AlchemistCoder-L-7B is a 7 billion parameter Code Large Language Model (LLM) developed by InternLM, designed to significantly improve code generation and generalization capabilities. Unlike many Code LLMs fine-tuned on single-source data, AlchemistCoder leverages a novel approach called hindsight tuning on multi-source data.

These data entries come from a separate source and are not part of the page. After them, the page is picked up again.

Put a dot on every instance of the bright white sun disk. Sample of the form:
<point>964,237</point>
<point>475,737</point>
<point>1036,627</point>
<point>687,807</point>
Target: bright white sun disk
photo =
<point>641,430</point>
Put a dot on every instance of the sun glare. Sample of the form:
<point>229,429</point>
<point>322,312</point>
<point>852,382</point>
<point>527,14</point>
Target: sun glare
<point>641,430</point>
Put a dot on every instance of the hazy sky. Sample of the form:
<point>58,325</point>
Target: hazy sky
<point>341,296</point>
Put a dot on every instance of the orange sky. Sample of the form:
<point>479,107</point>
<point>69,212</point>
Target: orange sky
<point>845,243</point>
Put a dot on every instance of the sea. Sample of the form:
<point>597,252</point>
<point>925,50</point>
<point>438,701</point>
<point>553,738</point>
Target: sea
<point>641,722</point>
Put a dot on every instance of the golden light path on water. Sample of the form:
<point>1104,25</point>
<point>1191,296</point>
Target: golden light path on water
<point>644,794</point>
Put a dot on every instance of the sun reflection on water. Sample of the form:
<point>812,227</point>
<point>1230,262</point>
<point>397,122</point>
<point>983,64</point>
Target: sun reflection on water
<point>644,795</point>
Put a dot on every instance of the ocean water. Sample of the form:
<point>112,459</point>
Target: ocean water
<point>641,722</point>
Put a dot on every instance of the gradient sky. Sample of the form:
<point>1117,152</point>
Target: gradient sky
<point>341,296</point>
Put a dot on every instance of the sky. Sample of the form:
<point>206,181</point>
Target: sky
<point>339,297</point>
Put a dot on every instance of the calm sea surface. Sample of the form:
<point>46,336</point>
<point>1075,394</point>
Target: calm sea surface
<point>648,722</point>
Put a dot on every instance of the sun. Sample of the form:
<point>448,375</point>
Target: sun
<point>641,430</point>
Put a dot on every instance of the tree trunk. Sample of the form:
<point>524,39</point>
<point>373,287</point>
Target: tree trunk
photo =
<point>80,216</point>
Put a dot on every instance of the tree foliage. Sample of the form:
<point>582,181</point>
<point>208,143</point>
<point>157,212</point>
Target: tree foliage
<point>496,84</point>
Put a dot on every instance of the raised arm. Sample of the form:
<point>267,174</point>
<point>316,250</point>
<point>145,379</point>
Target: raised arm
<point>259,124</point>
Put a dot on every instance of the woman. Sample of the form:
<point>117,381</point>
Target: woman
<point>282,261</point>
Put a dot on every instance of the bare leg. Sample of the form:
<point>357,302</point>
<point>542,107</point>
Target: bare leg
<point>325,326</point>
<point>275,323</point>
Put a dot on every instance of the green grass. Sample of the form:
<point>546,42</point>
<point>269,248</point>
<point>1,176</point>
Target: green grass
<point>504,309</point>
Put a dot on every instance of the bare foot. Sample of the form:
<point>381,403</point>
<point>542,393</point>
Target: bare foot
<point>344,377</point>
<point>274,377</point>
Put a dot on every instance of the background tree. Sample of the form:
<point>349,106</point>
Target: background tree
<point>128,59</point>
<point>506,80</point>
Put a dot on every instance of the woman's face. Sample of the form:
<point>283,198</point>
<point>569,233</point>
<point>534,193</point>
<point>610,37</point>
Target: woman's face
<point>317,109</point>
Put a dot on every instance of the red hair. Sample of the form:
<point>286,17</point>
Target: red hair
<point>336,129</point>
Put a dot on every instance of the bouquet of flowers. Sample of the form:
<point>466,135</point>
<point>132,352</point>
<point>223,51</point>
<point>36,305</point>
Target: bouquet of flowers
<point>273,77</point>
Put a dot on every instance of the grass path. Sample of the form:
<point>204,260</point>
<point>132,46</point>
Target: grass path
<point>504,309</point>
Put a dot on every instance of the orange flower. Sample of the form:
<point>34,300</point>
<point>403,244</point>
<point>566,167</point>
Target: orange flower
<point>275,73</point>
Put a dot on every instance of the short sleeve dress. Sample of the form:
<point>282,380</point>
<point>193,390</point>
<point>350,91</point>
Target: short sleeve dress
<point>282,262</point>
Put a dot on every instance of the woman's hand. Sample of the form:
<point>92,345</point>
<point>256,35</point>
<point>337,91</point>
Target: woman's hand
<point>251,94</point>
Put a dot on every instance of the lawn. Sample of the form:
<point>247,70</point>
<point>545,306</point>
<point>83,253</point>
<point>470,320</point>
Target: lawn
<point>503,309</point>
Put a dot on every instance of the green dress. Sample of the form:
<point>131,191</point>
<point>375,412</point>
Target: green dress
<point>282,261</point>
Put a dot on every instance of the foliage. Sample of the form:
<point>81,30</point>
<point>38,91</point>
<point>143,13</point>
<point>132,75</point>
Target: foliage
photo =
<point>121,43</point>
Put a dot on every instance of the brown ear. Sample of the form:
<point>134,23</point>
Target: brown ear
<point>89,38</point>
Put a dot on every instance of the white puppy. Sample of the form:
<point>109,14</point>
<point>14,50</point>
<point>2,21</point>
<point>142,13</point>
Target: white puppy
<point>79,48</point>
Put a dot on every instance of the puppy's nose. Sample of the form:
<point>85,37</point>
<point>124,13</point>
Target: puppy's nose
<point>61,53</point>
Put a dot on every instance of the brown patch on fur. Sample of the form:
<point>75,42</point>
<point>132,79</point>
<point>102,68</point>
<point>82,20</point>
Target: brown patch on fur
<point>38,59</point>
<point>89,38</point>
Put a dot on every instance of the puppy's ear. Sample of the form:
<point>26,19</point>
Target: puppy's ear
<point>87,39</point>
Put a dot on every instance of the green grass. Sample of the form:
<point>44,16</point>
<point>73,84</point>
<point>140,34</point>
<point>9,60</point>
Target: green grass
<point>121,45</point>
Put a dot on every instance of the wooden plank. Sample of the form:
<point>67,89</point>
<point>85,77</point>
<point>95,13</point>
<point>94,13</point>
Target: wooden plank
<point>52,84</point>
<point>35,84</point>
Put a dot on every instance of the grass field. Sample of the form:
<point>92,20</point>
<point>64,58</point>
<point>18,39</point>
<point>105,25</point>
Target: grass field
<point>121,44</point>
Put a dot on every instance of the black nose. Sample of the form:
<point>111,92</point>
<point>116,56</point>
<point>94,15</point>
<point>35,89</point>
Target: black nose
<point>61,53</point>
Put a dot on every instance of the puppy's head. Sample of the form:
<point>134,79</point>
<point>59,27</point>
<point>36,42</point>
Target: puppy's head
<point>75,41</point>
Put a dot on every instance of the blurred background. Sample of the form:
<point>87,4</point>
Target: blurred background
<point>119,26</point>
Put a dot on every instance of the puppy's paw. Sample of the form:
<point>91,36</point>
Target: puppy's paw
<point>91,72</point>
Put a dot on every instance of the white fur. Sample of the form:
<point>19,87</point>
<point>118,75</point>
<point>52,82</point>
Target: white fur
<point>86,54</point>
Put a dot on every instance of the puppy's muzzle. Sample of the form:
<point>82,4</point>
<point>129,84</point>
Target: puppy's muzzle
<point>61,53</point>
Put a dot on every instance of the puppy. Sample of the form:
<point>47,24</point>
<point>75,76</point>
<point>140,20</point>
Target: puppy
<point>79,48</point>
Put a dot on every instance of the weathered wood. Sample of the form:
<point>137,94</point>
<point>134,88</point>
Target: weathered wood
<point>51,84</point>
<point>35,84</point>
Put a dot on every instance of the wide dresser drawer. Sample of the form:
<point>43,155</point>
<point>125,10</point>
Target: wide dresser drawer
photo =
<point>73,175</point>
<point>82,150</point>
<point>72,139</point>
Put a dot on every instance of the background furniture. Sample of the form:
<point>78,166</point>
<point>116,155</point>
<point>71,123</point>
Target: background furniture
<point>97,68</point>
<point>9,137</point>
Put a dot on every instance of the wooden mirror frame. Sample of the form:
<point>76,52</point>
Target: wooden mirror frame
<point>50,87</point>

Key Capabilities & Innovations

  • AlchemistPrompts: Introduces data-specific prompts with hindsight relabeling to harmonize diverse data sources and mitigate instruction/response misalignment, addressing inherent conflicts within multi-source code corpora.
  • Code Comprehension Tasks: Incorporates data construction processes, such as instruction evolution, data filtering, and code review, directly into the fine-tuning data to enhance code understanding.
  • Harmonized Multi-source Data: Instruction-tuned on 200 million tokens, comprising 6 types of high-quality data, ensuring comprehensive and diverse training.
  • Superior Performance: Demonstrates a clear lead among open-source models of the same size (6.7B/7B) and rivals or surpasses larger models (15B/33B/70B/ChatGPT) across 6 code benchmarks.
  • Advanced Generic Capabilities: Shows significant improvements on general benchmarks like MMLU, BBH, and GSM8K, indicating strong overall reasoning abilities beyond just coding.

Ideal Use Cases

  • Code Generation: For developers requiring high-quality and accurate code generation across various programming tasks.
  • Code Comprehension: When tasks involve understanding and processing complex code structures, instruction evolution, or code review.
  • Instruction Following: For applications demanding precise adherence to coding instructions and multi-turn interactions.
  • Benchmarking: As a strong baseline or competitive model for evaluating code intelligence tasks against other leading LLMs.